I said I need the following:

1) her to tell me about the A's in full truth (and not just answer the questions I ask, but actually own her actions) as she has never told me about anything, it is all my detective work that has revealed anything, 

2) I need her to apologize to several people that she has wronged by her actions, word, and behaviors, 

3) I need her to help out with the finances of the family (as she claimed that I was depriving her of money and things she wanted, when in reality I was just trying to keep us afloat when their were no extra funds at the time, as she has no idea about our finances and has never taken any responsibility for them and spending we do)

4) I wanted a NC letter to the AP (she says that it is too late now as this would reopen that communication and she hasn't had contact so the letter would be going against the NC she has already accepted, although she never admitted fault and told that NC was happening).

To me these are cut and dried requests that would show she is working towards something and willing to do things, yet she has not done any of these and it has been a year already (well she has started to perform 3, but I am not sure if that is so she would know more when she decides to leave).


----------



## SomedayDig (Jul 17, 2012)

*Re: How does someone tell when both parties are "truly" in for the Reconciliation?*



Squeakr said:


> I have tried to "really" talk to her on several occasions but she always becomes defensive and doesn't seem into it nor willing to give me anything during these conversations.


This...THIS is one of the biggest signs, man. Defensiveness during talks. I hate to keep bringing up my stuff, but it's the only way I can relay advice. My first wife was always defensive. Didn't wanna talk about it - just rug sweep. I caught her less than a year into "reconciliation" at a bar with the OM. I put my ring on the bar and walked out. That was it. With my wife, Regret214, she listened to me talk and she answered my questions. Yes, there was some trickle truth, however that will happen with EVERY affair. No wayward EVER tells the complete truth from the sounding gun of Dday. Ever. But...it all did come out within 5 months. She was never defensive even when I was quite venomous with my word choice. She never cut me off when I spoke. Well, she did once and that didn't end well for her. So, she never cut me off again.




Squeakr said:


> She is even starting to believe that she has mental illness of some sort (documented history of this abounds in her family history) and this is driving her state of mind (yet I can't get her into counseling no matter whatI try).

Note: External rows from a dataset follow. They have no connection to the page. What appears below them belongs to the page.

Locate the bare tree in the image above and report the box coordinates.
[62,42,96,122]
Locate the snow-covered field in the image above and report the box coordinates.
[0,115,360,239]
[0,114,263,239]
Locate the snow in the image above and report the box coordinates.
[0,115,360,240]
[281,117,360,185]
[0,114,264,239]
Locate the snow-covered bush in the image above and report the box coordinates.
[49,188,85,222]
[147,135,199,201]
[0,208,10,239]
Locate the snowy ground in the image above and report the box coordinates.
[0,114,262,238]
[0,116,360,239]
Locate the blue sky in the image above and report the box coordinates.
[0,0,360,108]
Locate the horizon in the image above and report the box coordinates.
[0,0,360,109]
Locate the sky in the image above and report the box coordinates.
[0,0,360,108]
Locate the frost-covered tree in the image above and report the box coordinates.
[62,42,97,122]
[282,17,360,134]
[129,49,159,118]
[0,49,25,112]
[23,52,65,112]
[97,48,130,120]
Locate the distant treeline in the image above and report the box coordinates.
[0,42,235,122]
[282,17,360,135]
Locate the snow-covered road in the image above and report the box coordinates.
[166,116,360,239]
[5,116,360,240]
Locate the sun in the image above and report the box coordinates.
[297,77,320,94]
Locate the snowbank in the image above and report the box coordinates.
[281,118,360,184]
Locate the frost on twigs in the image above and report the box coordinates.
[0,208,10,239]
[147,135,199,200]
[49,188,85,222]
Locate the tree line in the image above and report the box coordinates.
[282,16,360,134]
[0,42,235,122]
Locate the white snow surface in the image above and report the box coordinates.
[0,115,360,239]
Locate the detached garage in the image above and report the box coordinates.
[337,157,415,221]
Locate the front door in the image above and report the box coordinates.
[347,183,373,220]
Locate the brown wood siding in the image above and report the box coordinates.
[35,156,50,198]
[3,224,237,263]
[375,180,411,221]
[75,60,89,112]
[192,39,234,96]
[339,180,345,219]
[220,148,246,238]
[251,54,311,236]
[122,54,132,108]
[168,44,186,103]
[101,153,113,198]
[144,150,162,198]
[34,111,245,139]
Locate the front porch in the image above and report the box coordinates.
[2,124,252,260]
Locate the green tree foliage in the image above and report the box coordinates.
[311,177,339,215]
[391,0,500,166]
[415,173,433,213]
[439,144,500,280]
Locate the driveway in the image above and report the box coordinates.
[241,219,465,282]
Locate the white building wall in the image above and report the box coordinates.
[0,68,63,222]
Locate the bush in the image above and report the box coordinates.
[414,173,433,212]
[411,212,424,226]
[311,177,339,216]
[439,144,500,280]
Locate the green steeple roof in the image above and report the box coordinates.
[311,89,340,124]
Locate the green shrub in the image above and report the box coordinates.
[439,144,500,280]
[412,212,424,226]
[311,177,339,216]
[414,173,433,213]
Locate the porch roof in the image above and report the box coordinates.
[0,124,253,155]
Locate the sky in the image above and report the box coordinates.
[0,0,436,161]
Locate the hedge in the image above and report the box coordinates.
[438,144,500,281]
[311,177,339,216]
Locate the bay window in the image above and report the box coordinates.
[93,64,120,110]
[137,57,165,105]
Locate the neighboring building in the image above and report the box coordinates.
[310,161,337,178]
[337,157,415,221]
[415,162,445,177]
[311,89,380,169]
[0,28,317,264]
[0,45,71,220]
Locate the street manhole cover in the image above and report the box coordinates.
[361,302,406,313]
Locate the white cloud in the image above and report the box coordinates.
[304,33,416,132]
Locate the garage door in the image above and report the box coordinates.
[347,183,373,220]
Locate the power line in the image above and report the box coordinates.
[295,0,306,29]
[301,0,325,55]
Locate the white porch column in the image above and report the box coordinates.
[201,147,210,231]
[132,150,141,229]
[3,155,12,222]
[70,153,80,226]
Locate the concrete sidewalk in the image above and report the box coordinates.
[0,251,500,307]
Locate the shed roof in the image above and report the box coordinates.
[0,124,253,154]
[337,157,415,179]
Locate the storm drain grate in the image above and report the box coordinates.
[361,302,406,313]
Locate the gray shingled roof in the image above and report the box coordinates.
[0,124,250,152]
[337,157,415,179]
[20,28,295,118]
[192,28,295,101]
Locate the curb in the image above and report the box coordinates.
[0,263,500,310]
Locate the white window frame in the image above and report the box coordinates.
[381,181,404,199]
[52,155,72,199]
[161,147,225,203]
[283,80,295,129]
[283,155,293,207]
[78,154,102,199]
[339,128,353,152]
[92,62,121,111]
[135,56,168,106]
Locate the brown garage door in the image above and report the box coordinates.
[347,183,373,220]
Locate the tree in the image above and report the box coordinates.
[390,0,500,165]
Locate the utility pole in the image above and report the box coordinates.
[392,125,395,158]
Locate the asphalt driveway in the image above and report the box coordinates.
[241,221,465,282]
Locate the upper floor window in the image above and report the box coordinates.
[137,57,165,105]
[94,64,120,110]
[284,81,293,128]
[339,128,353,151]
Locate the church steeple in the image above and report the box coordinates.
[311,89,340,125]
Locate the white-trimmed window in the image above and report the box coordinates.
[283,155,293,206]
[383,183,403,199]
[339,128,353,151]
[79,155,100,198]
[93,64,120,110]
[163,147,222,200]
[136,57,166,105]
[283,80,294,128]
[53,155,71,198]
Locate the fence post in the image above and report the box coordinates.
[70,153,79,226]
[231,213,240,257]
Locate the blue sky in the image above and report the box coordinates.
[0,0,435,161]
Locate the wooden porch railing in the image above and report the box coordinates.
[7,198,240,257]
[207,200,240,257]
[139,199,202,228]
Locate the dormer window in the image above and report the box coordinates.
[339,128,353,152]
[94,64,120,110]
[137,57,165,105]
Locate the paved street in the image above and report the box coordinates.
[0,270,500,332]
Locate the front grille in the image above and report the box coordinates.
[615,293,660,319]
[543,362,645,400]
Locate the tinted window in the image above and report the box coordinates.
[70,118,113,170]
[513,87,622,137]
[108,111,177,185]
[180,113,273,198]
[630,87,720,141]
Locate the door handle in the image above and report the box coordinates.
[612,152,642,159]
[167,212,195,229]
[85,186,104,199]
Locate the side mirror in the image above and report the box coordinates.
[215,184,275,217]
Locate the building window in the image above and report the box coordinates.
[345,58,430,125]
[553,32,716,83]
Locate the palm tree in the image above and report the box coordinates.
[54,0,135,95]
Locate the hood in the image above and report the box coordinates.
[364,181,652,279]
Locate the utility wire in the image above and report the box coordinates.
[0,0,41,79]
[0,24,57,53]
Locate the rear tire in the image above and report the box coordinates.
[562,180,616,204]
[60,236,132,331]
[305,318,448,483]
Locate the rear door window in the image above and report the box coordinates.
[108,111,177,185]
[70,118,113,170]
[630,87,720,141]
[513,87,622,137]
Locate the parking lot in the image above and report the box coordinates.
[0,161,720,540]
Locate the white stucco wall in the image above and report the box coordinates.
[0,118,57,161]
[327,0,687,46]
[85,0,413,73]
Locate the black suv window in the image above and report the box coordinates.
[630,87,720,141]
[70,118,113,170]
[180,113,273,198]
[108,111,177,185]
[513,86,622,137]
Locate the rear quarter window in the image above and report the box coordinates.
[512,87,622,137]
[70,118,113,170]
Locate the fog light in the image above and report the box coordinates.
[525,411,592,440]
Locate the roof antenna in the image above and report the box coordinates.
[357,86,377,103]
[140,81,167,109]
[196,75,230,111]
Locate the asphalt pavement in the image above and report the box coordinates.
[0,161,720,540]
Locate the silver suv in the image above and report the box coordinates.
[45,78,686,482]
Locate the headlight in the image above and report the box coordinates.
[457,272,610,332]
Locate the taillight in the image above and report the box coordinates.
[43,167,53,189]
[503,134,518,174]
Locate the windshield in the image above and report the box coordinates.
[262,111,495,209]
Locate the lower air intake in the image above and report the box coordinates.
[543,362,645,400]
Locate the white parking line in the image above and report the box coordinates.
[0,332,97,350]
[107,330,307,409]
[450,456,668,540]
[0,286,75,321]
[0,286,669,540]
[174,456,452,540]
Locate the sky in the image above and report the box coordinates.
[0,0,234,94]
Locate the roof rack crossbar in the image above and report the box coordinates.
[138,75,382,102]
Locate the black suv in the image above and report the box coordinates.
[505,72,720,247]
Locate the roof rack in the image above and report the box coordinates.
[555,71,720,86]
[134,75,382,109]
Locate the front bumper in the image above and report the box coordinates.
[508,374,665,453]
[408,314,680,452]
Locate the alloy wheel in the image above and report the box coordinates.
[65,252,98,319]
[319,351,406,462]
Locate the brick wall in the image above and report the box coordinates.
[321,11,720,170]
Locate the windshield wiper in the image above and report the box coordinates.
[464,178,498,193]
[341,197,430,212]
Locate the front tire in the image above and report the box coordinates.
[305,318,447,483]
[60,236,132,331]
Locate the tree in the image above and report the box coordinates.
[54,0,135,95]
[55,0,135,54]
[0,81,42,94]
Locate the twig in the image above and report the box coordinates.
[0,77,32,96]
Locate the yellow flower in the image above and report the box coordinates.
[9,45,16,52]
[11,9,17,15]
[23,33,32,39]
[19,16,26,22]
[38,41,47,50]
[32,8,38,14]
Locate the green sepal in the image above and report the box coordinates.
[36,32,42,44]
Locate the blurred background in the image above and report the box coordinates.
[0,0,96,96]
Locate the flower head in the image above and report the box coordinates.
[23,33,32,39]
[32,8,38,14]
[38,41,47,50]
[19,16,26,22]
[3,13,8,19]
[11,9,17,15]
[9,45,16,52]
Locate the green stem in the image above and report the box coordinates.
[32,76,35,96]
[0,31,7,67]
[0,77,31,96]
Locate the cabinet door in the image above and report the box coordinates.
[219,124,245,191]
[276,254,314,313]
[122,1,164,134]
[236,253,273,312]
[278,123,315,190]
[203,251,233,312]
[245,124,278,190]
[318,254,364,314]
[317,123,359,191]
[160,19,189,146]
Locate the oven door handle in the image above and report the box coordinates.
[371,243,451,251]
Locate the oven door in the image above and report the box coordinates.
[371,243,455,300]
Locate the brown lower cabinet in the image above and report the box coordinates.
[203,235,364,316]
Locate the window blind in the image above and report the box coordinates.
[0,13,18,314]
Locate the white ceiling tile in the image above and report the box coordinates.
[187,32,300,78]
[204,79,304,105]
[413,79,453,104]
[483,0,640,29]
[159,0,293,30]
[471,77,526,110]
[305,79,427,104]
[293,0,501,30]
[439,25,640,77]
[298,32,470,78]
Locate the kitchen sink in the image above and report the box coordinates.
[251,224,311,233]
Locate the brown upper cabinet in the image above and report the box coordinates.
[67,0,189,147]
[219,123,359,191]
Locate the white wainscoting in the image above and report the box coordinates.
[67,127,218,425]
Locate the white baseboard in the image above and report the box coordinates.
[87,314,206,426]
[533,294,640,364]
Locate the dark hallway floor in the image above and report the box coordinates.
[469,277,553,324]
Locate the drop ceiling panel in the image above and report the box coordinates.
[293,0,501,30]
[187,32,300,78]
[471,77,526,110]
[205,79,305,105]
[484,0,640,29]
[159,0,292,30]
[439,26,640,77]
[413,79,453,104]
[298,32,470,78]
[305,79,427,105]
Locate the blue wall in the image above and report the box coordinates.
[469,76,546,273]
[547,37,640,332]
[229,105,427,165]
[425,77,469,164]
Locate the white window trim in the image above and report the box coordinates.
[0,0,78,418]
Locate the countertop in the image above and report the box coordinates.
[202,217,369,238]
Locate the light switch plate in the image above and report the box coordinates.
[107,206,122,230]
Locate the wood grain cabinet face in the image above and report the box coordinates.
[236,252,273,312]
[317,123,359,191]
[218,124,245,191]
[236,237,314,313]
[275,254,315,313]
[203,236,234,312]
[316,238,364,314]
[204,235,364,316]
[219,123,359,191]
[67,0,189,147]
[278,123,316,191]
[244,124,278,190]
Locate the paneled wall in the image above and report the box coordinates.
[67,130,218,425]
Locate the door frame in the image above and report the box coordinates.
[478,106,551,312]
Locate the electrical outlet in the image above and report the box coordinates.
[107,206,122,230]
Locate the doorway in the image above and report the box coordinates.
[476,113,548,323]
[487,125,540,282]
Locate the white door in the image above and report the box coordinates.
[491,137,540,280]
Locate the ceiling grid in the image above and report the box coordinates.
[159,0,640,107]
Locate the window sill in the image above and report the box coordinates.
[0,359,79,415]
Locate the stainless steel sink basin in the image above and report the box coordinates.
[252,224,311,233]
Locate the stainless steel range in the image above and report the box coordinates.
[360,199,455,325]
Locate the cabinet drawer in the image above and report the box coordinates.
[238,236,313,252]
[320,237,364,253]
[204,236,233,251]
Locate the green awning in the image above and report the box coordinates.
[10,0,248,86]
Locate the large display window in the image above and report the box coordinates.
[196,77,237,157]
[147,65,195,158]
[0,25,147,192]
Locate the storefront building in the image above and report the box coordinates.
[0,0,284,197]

Do NOT let her put this sh-t off as a mental illness. Sorry, I'll catch a bunch of flack for this but it is the ultimate cop out. There is no BPD/ADHD/Bipolar/Aspergers what-the-f-ck-ever disorder is claimed. Period. Don't buy the hype. It's a f'ng rouse by pharmaceutical companies trying to make dough off of people looking for answers.



**this is not to say those disorders are fake - but they do NOT justify a f'ng affair at all and I would say unscientifically that 99% of the claims are false**


----------



## LetDownNTX (Oct 4, 2012)

*Re: How does someone tell when both parties are "truly" in for the Reconciliation?*



Squeakr said:


> I said I need the following:
> 
> 1) her to tell me about the A's in full truth (and not just answer the questions I ask, but actually own her actions) as she has never told me about anything, it is all my detective work that has revealed anything, I can relate to you on this one. There are little things here and there that I want to know but I really dont need or want to know the deep down dirty stuff. My heart has already been broken, I dont need other things to try to wrap my brain around. My husband is the same way though. He didnt/doesnt disclose anything that I dont ask. The therapist said alot of people react in this way, they feel guilty and bad for what happened and dont want to hurt the other partner more. I think it depends on how bad you need/want to know whether it is a necessity in your forward progress.
> 
> ...


----------



## lordmayhem (Feb 7, 2011)

*Re: How does someone tell when both parties are "truly" in for the Reconciliation?*

You looks like you're in False R and she is rugsweeping.


----------



## LoriC (Feb 18, 2013)

*Re: How does someone tell when both parties are "truly" in for the Reconciliation?*



Squeakr said:


> I truly am not sure what is in her heart. As far as I can tell, the A is over. I have all the emails, phone access, and everything being fully out there (FB was closed, as were other non necessary things that facilitated her A), but feel that she is not really dedicated to R. I am in IT and not a moron, so even thought I know that I have access to everything and nothing has been happening through those channels, she can (and has proven this) open accounts and hide everything on the side if she wants to.
> 
> I have tried to "really" talk to her on several occasions but she always becomes defensive and doesn't seem into it nor willing to give me anything during these conversations. We both realize that we have communication issues, but without addressing them will never get past this and be able to really talk. The hardest part is that she has re-written the history of our marriage to support herself to such a degree that she believes what she is saying actually occurred, even when told by un-objective third parties that things she described never happened. She is even starting to believe that she has mental illness of some sort (documented history of this abounds in her family history) and this is driving her state of mind (yet I can't get her into counseling no matter whatI try).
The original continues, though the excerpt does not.